Mikel INSAUSTI
CRÍTICA «Dantza»

El cordón umbilical que une al pueblo con sus raices

La propuesta cinematográfica de Telmo Esnal con “Dantza” es la más arriesgada que se ha dado en una película hecha en Euskal Herria, y seguramente no obtendrá el mismo reconocimiento que otras recientes que utilizan un lenguaje de ficción más convencional, pero el premio de la Industria que le fue otorgado en el año 2017 en Donostia es indicativo de un trabajo de la máxima altura profesional que pone un techo en lo que a calidad técnica y artística se refiere. Muy pocos musicales se atreven a renunciar al uso de los diálogos, con los que se suelen reforzar los números coreográficos y las canciones, pero “Dantza” es una película muda, que está más cerca de obras no discursivas sobre el universo conocido como la visual y poética “Koyaanisqatsi” (1982) de Godfrey Reggio.

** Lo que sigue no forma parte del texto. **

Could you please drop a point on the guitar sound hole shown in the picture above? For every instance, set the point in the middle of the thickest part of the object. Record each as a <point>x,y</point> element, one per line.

Y si aquella era una creación universal que partía de la simbología nativa del Norte de América, se puede decir lo mismo de “Dantza”, que entronca el ser euskaldun con una especie de cosmovisión basada en los ciclos de la naturaleza desde la perspectiva de la evolución humana reflejada en sus tradiciones milenarias asociadas al trabajo en el campo o a la fiesta de celebración de la cosecha. La introducción se remonta al origen de todas las cosas, y viene a ser una respuesta telúrica al famoso prólogo con que Kubrick abría “2001” (1968). Todo nace de los sonidos de Ama Lur, por eso no hay en la escena otra música que no sea la del ritmo que marca la azada golpeada contra el suelo duro y reseco de las Bardenas. Ruidos cotidianos que a lo largo del metraje irán encontrando su eco en las acciones y movimientos sincronizados de los sidreros o los canteros.

La grandeza de Telmo Esnal ha consistido en captar las armonías que se derivan de esos gestos arcaicos, sublimadas por la belleza coreográfica del baile a partir de los rituales tribales de la colectividad. Cada paso, cada salto en el vacío, cada equilibrio imposible es pura vida.